7. Markus Sperandio et al. Effectiveness and Side Effects of an Escalating, Stepwise Approach to Indomethacin Treatment for Symptomatic Patent Ductus Arteriosus in Premature Infants Below 33 Weeks of Gestation, Pediatrics. December 2005; 116: 1361-1366.

8. Bacalari E., Claure A., Consalos A. Patent ductus arteriosus and respiratory outcome in premature infants. Biol Neonate 2005; 88, 192-201.

Moderate loop-like tortuosity of the ICA

The loop-like tortuosity of the ICA is called coiling. This pathology has a very significant impact on hemodynamics. The loop can close at a certain moment, this provokes a sharp cessation of blood supply to a large part of the brain.

  • Causes of cerebral artery hypoplasia, diagnostic methods, treatment and symptoms

Even a moderate form of coiling-type tortuosity of the ICA requires constant monitoring by a doctor. When the first signs of insufficiency of cerebral blood supply appear, it is imperative to begin treatment.

Pay attention to the following clinical symptoms of this vascular pathology:

  • regularly occurring attacks of dizziness with nausea;
  • tension headache (occurs at the end of a working day);
  • orthostatic dizziness;
  • disruption of the vestibular apparatus, which is expressed in discoordination of movements of the arms and legs;
  • nystagmus of the pupils of the eyes without other signs of brain injury;
  • whistling, rustling, pulsation and other types of extraneous sounds in the ears;
  • fainting and confusion during severe physical exertion;
  • constant fatigue, drowsiness and decreased mental performance.

To diagnose this type of vascular pathology, you can use Doppler ultrasound and ecoscanning, spectral analysis of the structure of the carotid artery, computer and magnetic resonance tomography, angiography using an X-ray machine with preliminary administration of a contrast agent.

Pathological and hemodynamic tortuosity

Congenital pathological forms of vascular structure are characterized by:

  • detection of signs of cerebral circulation disorders at a young age and in children;
  • the lesion is bilateral;
  • at the same time there are connective tissue diseases (Marfan syndrome, Ehlers-Danlos syndrome), vascular underdevelopment, coarctation of the aorta;
  • bending shape - loop (coiling), C- and S-shaped.

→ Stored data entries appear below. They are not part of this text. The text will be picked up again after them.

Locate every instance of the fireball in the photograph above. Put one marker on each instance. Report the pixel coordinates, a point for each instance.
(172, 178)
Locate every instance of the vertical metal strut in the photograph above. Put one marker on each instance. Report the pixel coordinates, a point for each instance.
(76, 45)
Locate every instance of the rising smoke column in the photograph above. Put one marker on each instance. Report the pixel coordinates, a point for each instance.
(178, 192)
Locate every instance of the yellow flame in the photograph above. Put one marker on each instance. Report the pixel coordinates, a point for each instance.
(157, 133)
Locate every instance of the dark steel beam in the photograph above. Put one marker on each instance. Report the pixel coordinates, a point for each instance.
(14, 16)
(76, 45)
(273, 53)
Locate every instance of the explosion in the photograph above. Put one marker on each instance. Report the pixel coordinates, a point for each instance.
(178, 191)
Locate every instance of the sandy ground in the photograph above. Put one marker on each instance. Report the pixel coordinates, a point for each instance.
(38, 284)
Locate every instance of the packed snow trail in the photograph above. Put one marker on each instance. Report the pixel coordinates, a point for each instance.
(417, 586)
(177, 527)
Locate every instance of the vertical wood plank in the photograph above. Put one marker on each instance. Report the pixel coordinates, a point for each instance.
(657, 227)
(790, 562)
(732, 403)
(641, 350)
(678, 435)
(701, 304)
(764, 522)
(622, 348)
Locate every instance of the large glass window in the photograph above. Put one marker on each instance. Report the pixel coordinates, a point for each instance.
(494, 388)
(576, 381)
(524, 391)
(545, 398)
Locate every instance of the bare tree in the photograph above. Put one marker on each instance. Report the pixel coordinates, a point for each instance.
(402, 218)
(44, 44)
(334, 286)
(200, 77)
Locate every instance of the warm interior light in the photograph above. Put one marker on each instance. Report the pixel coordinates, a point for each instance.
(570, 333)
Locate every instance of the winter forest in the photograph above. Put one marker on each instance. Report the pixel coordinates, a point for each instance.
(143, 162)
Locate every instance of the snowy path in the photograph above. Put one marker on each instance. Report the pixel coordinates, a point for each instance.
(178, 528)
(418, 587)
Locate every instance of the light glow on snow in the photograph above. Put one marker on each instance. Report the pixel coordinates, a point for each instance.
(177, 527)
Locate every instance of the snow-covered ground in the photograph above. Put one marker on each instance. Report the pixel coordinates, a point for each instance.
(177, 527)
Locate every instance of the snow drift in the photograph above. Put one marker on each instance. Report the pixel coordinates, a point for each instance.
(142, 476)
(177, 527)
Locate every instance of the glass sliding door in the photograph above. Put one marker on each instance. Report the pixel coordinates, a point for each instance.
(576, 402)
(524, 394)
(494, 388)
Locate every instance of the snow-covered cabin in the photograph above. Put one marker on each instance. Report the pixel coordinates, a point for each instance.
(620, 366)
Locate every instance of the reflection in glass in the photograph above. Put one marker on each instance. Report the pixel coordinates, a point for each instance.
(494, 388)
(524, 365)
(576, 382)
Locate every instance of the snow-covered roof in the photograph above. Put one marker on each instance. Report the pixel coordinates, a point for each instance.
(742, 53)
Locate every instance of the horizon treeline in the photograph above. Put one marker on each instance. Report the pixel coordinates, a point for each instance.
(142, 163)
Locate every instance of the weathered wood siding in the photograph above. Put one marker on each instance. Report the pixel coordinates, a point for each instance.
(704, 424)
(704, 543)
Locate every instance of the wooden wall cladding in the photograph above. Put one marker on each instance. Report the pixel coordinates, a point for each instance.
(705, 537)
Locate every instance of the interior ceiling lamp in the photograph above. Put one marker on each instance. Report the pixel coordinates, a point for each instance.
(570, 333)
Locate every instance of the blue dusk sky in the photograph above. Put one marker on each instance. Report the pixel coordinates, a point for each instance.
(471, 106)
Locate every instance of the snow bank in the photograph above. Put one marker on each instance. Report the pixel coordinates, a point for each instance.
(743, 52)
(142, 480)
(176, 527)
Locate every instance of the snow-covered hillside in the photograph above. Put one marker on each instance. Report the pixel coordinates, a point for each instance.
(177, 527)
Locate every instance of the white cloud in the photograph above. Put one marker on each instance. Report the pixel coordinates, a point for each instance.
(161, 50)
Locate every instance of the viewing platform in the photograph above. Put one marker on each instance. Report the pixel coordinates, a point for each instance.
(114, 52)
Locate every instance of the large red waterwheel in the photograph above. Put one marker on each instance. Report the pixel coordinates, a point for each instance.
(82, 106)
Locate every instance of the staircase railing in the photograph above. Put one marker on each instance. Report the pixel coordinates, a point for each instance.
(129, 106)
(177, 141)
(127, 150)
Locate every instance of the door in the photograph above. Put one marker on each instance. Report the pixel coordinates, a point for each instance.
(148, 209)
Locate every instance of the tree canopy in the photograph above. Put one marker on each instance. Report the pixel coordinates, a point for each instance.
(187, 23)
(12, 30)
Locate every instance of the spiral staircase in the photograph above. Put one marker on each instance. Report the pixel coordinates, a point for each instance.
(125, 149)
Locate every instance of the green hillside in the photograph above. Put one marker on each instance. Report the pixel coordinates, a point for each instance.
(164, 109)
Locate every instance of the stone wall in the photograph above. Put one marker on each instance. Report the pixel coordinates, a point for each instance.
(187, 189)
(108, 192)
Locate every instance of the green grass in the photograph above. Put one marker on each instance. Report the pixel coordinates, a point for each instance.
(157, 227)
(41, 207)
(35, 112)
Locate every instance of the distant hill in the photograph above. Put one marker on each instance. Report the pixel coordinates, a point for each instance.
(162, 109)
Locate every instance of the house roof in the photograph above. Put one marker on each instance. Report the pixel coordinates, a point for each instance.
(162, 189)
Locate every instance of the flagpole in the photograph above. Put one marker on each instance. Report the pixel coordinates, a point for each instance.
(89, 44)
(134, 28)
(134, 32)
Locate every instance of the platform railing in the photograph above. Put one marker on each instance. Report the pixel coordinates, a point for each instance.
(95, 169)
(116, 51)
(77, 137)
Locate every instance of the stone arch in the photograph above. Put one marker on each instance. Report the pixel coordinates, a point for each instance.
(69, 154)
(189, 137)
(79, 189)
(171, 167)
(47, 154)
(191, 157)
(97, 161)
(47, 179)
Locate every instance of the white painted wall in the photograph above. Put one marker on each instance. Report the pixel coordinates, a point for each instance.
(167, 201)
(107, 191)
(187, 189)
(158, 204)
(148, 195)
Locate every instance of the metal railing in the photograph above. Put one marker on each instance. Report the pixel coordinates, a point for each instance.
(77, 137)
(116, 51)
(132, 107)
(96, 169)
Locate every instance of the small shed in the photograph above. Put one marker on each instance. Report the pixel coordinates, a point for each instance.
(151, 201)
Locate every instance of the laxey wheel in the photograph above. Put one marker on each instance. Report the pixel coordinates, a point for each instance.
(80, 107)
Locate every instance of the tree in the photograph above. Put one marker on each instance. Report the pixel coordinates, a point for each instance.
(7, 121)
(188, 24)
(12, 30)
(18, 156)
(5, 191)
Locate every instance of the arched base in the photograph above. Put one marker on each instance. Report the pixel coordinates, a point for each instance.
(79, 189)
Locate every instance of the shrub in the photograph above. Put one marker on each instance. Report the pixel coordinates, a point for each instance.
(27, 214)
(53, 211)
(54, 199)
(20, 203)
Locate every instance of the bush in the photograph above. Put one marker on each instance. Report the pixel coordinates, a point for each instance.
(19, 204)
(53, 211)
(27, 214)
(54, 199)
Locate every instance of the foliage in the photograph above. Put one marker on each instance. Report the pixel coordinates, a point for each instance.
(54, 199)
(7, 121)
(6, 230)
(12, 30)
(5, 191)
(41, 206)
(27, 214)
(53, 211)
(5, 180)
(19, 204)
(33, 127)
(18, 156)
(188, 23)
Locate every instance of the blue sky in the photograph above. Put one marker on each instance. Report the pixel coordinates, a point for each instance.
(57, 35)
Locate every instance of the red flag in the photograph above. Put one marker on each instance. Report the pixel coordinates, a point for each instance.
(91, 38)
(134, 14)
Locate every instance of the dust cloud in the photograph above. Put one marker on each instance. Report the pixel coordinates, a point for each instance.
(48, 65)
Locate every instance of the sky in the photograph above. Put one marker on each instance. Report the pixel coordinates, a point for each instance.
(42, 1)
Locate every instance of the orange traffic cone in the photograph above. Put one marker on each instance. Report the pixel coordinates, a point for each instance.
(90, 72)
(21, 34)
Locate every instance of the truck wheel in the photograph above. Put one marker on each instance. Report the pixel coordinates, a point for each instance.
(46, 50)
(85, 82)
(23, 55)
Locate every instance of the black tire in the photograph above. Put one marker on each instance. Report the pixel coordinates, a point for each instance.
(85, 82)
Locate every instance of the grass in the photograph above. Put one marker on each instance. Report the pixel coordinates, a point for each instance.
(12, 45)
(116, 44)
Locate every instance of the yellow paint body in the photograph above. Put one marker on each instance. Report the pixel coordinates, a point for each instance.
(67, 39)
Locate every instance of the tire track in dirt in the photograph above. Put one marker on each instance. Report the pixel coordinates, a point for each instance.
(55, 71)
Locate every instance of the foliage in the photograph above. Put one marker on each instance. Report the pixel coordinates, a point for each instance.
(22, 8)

Coarctation of the aorta as a result of vascular tortuosity.
Elastic and muscle fibers are enlarged in the walls of the arteries, and there is swelling. As they grow, some of the vessels straighten. Due to the good ability of collateral circulation, strokes and transient attacks occur rarely. In the clinic, convulsive syndrome predominates. The prognosis is usually favorable.

Hemodynamic forms of tortuosity occur against the background of significant circulatory impairment, and are more common in older people. Atherosclerosis and hypertension in such patients have a long-term and continuous effect on the walls of blood vessels , causing irreversible changes - hardening, sclerosis, and degenerative processes.

Therefore, the formed deformities cannot disappear on their own, and weakening of cerebral hemodynamics is manifested by dyscirculatory encephalopathy, acute cerebral ischemia in the form of a brief attack or stroke.